Abhi Rajan: I am an observational astronomer interested in the detection and characterization of directly imaged exoplanets, specifically understanding the planetary properties through spectrophotometry of the planet's atmosphere in the near and mid-infrared. I am also interested in understanding brown dwarf atmospheres. For brown dwarfs I have studied their atmospheres via near-infrared photometric monitoring searches, looking for variations in the data potentially caused by weather variations.
Alumni - Research & Instrument Analysts
Abhijith Rajan - from 2012 to 2017 a grad student at Arizona State University - and now returned to EPSIG as a postdoc.
Alumni - Staff
Neil Zimmerman: I apply modeling and optimization tools to high-contrast imaging problems, to maximize the scientific yield at both the instrument design and data processing stages. During my graduate work, I created the first data-cube extraction pipeline for an AO-fed, coronagraphic integral field spectrograph. More recently, I have concentrated my efforts on the coronagraph concept for the WFIRST mission. I designed a novel mask configuration for its characterization mode, to enable broadband spectroscopy of gas giant exoplanets in reflected starlight. Since joining STScI, I have teamed up with fellow EPSIG members to estimate the planet detection limits of the WFIRST coronagraph design, by using advanced starlight subtraction techniques on testbed data sets and end-to-end observatory simulations.

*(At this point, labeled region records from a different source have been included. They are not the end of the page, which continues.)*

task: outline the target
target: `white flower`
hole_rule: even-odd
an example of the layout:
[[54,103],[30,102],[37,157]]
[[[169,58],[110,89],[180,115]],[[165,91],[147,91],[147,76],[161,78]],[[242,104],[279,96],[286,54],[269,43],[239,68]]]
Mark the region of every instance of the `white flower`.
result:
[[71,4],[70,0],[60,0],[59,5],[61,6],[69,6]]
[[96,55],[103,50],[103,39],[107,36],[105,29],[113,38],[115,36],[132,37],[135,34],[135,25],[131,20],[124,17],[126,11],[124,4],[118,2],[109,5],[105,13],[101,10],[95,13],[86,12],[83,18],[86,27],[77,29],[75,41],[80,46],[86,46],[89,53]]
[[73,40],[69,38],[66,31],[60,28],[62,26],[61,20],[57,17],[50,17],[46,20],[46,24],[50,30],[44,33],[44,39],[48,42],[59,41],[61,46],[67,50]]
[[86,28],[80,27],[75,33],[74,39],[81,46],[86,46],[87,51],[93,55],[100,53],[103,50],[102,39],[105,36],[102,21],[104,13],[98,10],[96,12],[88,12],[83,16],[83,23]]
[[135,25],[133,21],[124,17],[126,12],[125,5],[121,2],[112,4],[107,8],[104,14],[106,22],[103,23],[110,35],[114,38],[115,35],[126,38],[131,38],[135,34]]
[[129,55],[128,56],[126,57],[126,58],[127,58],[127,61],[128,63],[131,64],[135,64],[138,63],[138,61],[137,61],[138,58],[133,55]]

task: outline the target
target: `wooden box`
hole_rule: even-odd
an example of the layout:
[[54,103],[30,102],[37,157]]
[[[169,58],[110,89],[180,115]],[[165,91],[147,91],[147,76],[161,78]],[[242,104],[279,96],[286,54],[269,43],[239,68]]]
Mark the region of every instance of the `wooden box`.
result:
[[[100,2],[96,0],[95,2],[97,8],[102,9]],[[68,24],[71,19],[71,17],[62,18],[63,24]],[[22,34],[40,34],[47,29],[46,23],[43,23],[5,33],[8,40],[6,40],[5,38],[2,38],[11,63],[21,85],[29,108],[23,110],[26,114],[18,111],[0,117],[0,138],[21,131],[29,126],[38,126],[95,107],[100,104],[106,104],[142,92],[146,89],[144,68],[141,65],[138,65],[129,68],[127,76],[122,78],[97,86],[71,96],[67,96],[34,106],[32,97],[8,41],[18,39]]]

Nikole Lewis: I'm an expert in exoplanet atmospheric characterization through both theory and observations. My work focuses on both transiting and directly imaged exoplanet investigations spanning Spitzer, Hubble, JWST, WFIRST, and ground-based facilities.
Johannes Sahlmann: My main research interests are the observational study of extrasolar planets and brown dwarfs (objects not massive enough to ignite hydrogen fusion), in particular their discovery and characterisation on the basis of optical/infrared observations with imaging, spectroscopic, and interferometric instruments. I specialize in the use of high-precision astrometry, that is the measurement of stellar positions in the sky plane, obtained from a variety of instruments on ground and in space. To make these measurements possible, I contribute to new instruments and surveys and I develop techniques that push the capabilities of existing facilities
Bob Brown: My research is about estimating the the scientific performance of future space missions, usually by means of the completeness metric. One focus is on missions that could directly detect and spectroscopically characterize currently known RV planets. Another is on TPF-type flagship missions, which are over the horizon. As a member of the Institute’s NIRCam team, still another focus is on the range of scientific applications that could be accomplished with the NIRCam coronagraphs.